VLOOKUP and HLOOKUP
These two functions will definitely be helpful if you are a daily Excel user. The VLOOKUP function looks for a value in the leftmost column of a table, and then returns a value in the same row from a column you specify. The HLOOKUP function is very similar, however instead of looking for a value in the leftmost column, it looks for a value in the top row of a table. The V stands for vertical (returns value from a column), and the H stands for horizontal (returns value from a row). Both of these formulas can be very handy especially when you are working with large data sets.
Even though the VLOOKUP and HLOOKUP functions differ slightly, they are made up of the same arguments and have the same syntax. Below is the formula for the VLOOKUP function (if you want to do an HLOOKUP instead just replace the V with an H):
=VLOOKUP(lookup_value, table_array, col_index_num, [range_lookup])
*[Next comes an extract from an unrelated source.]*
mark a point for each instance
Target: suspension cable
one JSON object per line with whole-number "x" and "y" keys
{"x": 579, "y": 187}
Lookup_value: the value to be found in the first column of the table – can be a value, reference, or text string.
Table_array: the table_array is a table of text, numbers, or logical values in which data is retrieved. If the table array is horizontal instead of vertical, use the HLOOKUP function.
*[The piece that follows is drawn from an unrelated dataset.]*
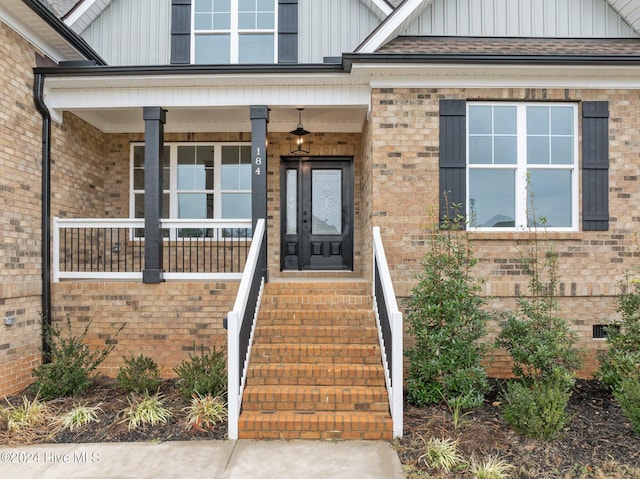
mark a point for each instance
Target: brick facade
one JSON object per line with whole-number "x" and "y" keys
{"x": 404, "y": 168}
{"x": 20, "y": 180}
Col_index_num: this is the column number in table_array from which the matching value should be returned.
Range_lookup: the range_lookup is a logical value and can be set to either TRUE or FALSE. A value of TRUE will find the closest match in the first column (or row if using the HLOOKUP), and a value of FALSE will find only an exact match.
Example: You have the two spreadsheets below and want to add the DOB information from Sheet 2 into your table in Sheet 1, but do not want to have to manually search for it. In this instance use the VLOOKUP function to auto-fill the DOB column in Sheet 1.
To insert the DOB field from Sheet 2 into Column I of Sheet 1, enter the following VLOOKUP in I1 and drag the formula down.
=VLOOKUP(B3, Sheet2!$B$3:$C$12, 2, FALSE)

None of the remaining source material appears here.